Coach stares at me for what feels like an eternity.

“Is that where the swollen black eye came from?” he asks me with concern. He must have seen it this morning when we walked into the school. I nod in response. “And you know for a fact that it’s his father?” I nod again.

“Okay.” Coach runs his tanned wrinkled hand over his head and down his face in frustration. I can see the worry in his eyes.

“What’s going to happen now?” I question. There has to be something Coach can do, some solution to Graham’s nightmare.

“Kennedy…I’m glad you told me, but there isn’t much that I can do. Until Graham confides in someone of authority on his own then it’s sort of a moot point. When he’s ready to talk, he’ll tell someone. I can tell you are worried about him and I promise that I’ll keep an eye on him. If I notice anything then I’ll talk to him, okay?”

“That’s good enough for me.” I lie smiling softly hoping that he believes me.

“Kennedy, he’s lucky to have you looking out for him. You’ve made him into a good man,” Coach says with a knowing grin.
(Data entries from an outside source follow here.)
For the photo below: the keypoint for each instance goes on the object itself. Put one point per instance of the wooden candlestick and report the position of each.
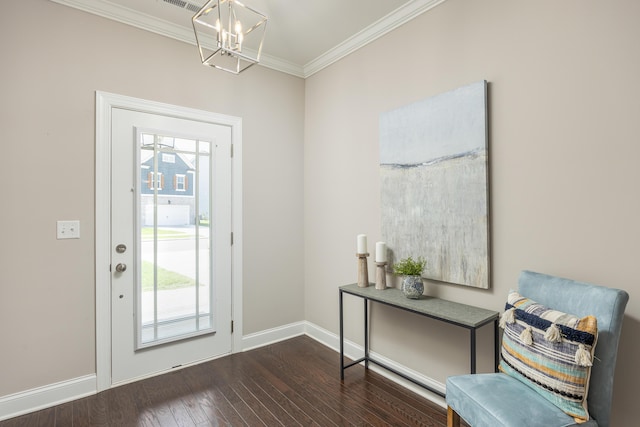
(363, 272)
(381, 275)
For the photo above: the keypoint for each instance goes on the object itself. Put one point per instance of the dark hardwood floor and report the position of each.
(291, 383)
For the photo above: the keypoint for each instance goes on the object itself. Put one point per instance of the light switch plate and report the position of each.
(68, 229)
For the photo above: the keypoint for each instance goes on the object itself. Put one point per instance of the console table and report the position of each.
(465, 316)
“I’m the lucky one.” I wave at him as I head out of his office. I have already missed most of lunch. Graham’s probably wondering where I disappeared to. I’ll come up with some excuse. I go into the library to try to read my book. It’s an impossible task as my mind filters through everything that I know about Graham and what I have just done. Graham won’t understand why I did what I did.

He’s going to hate me when he finds out. I don’t think I can survive losing him.

By the time third period rolls around Graham isn’t in class. I haven’t seen him all morning and am beginning to worry about him. It’s half way through the hour when the door opens. Graham glides in handing Mr. Stevenson a late slip. He finds his spot in the chair next to mine. I smile over at him trying to gage his mood.

“Where have you been?” I whisper as I lean over.

“Coach called me into his office,” Graham explains. I visibly tense up and he notices. “Everything’s fine. He just told me that he’s postponing the Georgia scouts until my eye is healed.”

“Oh that’s good,” I avoid looking at him. It’s an impossible task. Looking away from Graham is a chore, not something worth doing for too long. I manage to avoid Graham as much as possible for the rest of the day.

After school, Violet drags me off to the mall once again to look for prom dresses. She’s far too into the whole dress shopping thing. Dan and she are still planning on going together. They seem to be getting closer and more open about what their relationship actually means. I like him a lot. He’s good for her. Dan tends to keep her under control. I didn’t even know that was a possibility.